Acts 17:26-31:  “And He has made from one blood every nation of men to dwell on all the face of the earth, and has determined their preappointed times and the boundaries of their dwellings, so that they should seek the Lord, in the hope that they might grope for Him and find Him, though He is not far from each one of us; for in Him we live and move and have our being, as also some of your own poets have said, ‘For we are also His offspring.’ Therefore, since we are the offspring of God, we ought not to think that the Divine Nature is like gold or silver or stone, something shaped by art and man’s devising. Truly, these times of ignorance God overlooked, but now commands men everywhere to repent, because He has appointed a day on which He will judge the world in righteousness by the Man whom He has ordained. He has given assurance of this to all by raising Him from the dead.”

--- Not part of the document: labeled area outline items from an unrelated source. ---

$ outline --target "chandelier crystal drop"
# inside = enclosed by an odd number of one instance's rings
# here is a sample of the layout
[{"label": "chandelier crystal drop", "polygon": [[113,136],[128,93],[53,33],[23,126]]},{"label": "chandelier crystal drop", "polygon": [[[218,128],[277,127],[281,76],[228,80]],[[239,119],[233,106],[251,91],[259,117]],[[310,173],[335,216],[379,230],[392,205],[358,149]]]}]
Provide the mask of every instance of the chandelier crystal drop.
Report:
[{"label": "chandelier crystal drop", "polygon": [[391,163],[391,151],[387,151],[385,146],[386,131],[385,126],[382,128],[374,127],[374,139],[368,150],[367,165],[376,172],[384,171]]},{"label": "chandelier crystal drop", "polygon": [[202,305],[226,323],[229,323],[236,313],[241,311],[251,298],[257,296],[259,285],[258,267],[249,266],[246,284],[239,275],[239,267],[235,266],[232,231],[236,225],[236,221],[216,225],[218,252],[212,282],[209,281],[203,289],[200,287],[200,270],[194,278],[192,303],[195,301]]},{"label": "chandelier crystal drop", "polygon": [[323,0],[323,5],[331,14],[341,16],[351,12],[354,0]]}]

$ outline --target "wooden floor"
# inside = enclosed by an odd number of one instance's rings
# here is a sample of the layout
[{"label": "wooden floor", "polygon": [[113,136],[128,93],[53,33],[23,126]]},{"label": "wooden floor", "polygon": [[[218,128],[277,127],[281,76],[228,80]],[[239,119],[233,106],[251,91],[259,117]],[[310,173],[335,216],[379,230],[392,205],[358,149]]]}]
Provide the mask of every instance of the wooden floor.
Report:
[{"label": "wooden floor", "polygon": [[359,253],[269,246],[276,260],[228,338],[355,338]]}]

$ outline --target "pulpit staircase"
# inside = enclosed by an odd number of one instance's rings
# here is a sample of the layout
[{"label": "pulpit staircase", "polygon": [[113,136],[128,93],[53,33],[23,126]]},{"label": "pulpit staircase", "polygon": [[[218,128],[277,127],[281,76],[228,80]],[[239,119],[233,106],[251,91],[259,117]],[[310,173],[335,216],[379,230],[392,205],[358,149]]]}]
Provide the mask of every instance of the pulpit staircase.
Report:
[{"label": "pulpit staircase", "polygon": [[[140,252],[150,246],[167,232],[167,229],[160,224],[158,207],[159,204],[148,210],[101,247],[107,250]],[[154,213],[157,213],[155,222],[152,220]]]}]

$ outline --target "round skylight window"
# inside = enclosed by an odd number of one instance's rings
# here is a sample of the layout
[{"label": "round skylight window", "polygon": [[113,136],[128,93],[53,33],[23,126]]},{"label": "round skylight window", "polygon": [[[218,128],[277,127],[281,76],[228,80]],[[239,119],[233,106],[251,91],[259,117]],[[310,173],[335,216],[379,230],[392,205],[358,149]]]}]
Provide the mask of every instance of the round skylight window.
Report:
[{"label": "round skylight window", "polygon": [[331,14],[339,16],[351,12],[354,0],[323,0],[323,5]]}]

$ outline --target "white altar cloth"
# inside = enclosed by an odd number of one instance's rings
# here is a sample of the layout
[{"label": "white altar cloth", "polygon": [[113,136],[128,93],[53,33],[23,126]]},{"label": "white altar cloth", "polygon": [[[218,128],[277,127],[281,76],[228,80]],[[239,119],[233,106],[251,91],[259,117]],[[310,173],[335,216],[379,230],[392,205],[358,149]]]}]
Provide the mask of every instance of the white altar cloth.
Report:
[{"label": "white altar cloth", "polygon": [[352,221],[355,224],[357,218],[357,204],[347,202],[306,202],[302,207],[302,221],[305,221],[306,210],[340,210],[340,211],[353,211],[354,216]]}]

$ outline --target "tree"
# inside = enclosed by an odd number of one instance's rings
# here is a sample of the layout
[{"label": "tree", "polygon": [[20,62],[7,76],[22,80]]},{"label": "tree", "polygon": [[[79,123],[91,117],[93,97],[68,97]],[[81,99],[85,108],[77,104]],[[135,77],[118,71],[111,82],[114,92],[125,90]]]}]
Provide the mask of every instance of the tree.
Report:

In Acts 17, the apostle Paul had traveled to Athens, Greece, and was brought to a place called the Areopagus, or Mars Hill, a hill named after Ares, the mythical Greek god of war. In response to an altar inscribed with the words TO THE UNKNOWN GOD, Paul preached Jesus to the crowd of people who were gathered there. The Scripture passage above is a lengthy excerpt from his message. Notice in the first sentence the word “blood.” The word in the Greek New Testament writing is haima (pronounced HYE-ma), which can mean , among other things, blood, the blood of man or animals, or the seat of life. In this context it is clearly referring to the blood of mankind. You will note that Paul said every nation of men to dwell on the earth, et cetera, were made by God from one blood. This is very significant.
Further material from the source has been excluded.